Wednesday, January 12, 2011

Zen Punk

Is there room in religion for rebelliousness, sarcasm and pessimism?
What about blasphemy and breaking taboos? Scatological humor??
Zen poems are confounding because they break conventional expectations of what religious devotion looks like.

Here's a poem that beginner students might expect to be Zen, because it is about serenity and is reverent toward nature: (poems source)
Contentment 

As the pines grew old and the clouds idled 
He found boundless contentment within himself. 

And here are some poems that students might not expect at all to be Zen:

This is Our World

We eat, excrete, sleep, and get up; 
This is our world. 
All we have to do after that–
Is to die.

Angsty poem? Well, not really, but that is how students will probably read it...I'm thinking that this poem is probably going to irk some Millennial generation kids because they will think it is very depressing. :) 

Free Spirit

Every day I'm either in a wine shop or a brothel, 
A free-spirited monk who is hard to fathom; 
My surplice always appears torn and dirty, 
But when I patch it, it smells so sweet. 

A surplice is an outer garment made of cotton or linen. Discussing its odor is a little scandalous in this context, no? :)

A Death Verse

I rebuke the wind and revile the rain,  
I do not know the Buddhas and patriarchs;  
My single activity turns in the twinkling of an eye,  
Swifter even than a lightning flash.  
Death verse of Zen master Nanpo Jõmyõ (titled Daiõ Kokushi 大應國師, 1235-1308) (Zen Buddhism: A History, Japan, 40)
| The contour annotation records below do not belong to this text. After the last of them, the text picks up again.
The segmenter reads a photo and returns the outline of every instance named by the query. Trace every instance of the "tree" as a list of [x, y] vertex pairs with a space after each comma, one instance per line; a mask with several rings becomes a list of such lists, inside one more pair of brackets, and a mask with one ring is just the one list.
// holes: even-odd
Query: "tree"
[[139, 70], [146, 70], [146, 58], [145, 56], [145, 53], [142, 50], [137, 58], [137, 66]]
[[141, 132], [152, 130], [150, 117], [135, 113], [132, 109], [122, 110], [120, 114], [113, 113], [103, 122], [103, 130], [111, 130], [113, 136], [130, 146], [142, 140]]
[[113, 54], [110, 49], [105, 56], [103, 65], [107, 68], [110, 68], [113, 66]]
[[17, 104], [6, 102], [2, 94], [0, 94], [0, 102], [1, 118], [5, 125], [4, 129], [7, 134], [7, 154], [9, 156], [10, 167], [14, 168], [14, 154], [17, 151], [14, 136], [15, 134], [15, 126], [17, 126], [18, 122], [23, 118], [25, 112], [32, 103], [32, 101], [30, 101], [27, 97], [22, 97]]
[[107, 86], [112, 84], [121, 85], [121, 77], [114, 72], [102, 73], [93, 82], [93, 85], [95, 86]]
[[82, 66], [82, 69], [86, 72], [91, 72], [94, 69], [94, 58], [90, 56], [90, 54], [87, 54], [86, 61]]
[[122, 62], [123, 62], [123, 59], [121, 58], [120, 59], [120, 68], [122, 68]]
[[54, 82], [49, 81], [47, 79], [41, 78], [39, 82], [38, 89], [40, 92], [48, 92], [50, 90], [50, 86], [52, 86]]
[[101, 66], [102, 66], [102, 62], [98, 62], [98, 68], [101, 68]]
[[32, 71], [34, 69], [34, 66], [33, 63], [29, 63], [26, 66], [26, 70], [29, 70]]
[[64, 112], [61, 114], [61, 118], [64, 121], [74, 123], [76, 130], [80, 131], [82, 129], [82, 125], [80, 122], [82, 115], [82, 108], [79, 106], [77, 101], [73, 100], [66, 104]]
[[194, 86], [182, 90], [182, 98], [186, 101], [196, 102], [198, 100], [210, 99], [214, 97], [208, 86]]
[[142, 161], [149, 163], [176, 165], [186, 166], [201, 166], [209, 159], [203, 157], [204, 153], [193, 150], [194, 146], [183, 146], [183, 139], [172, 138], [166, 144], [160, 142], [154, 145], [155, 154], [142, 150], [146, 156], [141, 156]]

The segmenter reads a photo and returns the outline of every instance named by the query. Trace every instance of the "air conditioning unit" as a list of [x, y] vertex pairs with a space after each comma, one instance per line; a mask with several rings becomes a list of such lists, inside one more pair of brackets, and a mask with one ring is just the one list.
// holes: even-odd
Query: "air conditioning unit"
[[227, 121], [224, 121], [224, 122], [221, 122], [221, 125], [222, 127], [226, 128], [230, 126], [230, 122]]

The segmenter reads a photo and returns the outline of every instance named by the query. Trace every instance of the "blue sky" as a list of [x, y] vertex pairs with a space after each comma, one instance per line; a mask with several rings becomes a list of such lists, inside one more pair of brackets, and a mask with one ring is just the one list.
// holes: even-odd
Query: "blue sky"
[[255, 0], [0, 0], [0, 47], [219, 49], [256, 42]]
This poem shows a dying Zen master rebuking what is generally sacred in Buddhism: nature and the buddhas, or awakened ones.

Chang Chiu-ch'en's Poem of Enlightenment

In a moonlit night on a spring day, 
The croak of a frog 
Pierces through the whole cosmos and turns it into 
a single family!
The Upasaka Chang Chiu-ch'en (張九成) was pondering a koan when he was in the toilet. Suddenly he heard the croak of a frog, and he was awakened, as evidenced by the following lines:" (The Golden Age of Zen 284)

The last poem takes on a new connotation when you read the liner notes -- that Chang Chiu-ch'en reached enlightenment on the toilet hearing a 'frog croak'...I wonder if the frog croak is supposed to be taken figuratively? :)

So how do we reconcile the punk-rock-ishness of the latter poems with the much more reverent earlier one (and the many others like it)? This contradiction gets to the very heart of Zen -- and is a wonderful problem for students to wrestle with.